Si le piquetage uniforme était causé par du stress ou une maladie, on pourrait s’attendre à ce qu’il soit corrélé à la taille des dents et à l’épaisseur de l’émail. Cependant, ce n’est pas ce que l’on observe. De plus, les défauts liés au stress se forment généralement en bandes horizontales et affectent toutes les dents se développant à ce moment-là, ce qui n’est pas le cas pour ce piquetage.

Les chercheurs avancent que ce piquetage a probablement une origine  développementale et génétique . Il pourrait être le résultat d’un changement dans la manière dont l’émail était formé chez ces espèces, voire avoir une fonction inconnue. Par conséquent, ces fosses uniformes et circulaires devraient être considérées comme un  trait  plutôt que comme un défaut.

Une comparaison moderne

Pour appuyer l’idée d’une origine génétique, les chercheurs établissent des comparaisons avec une condition rare chez les humains aujourd’hui appelée  amelogenesis imperfecta , qui affecte la formation de l’émail. Environ une personne sur mille aujourd’hui en souffre. En revanche, le piquetage uniforme observé semble se manifester chez jusqu’à moitié des individus de Paranthropus.

Bien qu’il ait probablement une base génétique, le piquetage uniforme est trop courant pour être considéré comme un désordre nuisible.
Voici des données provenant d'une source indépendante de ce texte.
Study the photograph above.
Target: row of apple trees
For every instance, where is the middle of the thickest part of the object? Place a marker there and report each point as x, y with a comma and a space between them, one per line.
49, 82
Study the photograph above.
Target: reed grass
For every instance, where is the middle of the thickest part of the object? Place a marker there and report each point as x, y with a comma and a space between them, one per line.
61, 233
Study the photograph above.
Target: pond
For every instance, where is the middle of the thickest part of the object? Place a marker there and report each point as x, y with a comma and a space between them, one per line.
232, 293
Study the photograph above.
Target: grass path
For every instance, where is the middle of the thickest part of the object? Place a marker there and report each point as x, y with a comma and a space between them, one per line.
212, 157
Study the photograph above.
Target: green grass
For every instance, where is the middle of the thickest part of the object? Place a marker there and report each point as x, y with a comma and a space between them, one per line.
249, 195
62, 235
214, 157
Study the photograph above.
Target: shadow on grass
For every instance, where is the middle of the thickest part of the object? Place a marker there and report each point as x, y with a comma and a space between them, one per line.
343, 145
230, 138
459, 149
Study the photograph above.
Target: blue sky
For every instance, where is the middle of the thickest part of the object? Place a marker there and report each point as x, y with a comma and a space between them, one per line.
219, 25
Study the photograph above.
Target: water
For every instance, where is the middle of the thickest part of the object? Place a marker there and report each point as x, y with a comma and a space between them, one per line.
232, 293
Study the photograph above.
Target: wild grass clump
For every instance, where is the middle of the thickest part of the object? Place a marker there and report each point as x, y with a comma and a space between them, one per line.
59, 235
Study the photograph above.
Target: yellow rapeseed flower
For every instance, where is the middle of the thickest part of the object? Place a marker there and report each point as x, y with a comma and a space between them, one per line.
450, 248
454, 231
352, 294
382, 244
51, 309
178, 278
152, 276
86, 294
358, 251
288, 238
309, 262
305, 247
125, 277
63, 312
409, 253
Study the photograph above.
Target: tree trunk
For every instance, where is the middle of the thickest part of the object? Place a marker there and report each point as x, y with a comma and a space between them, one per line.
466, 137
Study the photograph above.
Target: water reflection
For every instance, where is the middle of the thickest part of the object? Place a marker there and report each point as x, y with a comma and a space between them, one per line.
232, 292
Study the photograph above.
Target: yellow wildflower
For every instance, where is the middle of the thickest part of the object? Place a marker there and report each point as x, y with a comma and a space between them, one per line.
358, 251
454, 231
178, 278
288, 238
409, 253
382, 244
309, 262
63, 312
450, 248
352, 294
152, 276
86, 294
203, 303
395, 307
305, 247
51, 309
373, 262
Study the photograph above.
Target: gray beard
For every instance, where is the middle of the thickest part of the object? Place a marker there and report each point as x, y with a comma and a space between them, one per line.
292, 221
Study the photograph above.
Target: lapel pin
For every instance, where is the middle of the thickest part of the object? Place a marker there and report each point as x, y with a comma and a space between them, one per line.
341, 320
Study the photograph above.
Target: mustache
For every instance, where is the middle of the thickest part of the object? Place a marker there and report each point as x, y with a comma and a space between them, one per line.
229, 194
De plus, il a perduré à des fréquences similaires pendant des millions d’années.

Un nouvel indicateur évolutif

Si ce piquetage uniforme a effectivement une origine génétique, il pourrait nous aider à  tracer les relations évolutives . Actuellement, les chercheurs utilisent des caractéristiques dentaires subtiles, telles que l’épaisseur de l’émail, la forme des cuspides et les motifs d’usure, pour identifier des espèces. Le piquetage uniforme pourrait constituer un outil supplémentaire pour le diagnostic.

Par exemple, ces découvertes soutiennent l’idée que Paranthropus constitue un groupe  monophylétique , signifiant que toutes ses espèces descendent d’un ancêtre commun relativement récent, plutôt que d’évoluer séparément de divers taxons d’Australopithecus.

Une affaire particulièrement intrigante est celle de  Homo floresiensis , la soi-disant espèce “hobbit” d’Indonésie. En se basant sur des images publiées, leurs dents semblent présenter un piquetage similaire. Si cela se confirme, cela pourrait indiquer une histoire évolutive plus étroitement liée aux espèces antérieures d’Australopithecus qu’à Homo.

Des recherches supplémentaires s’imposent pour comprendre pleinement les processus derrière ce piquetage uniforme avant de pouvoir l’utiliser régulièrement dans le travail taxonomique. Cependant, cette recherche signifie qu’il est probablement une  caractéristique héréditaire , absente chez tous les primates vivants étudiés jusqu’à présent, y compris notre propre genre, Homo. Cela constitue un nouvel outil excitant pour explorer les relations évolutives parmi les fossiles hominidés.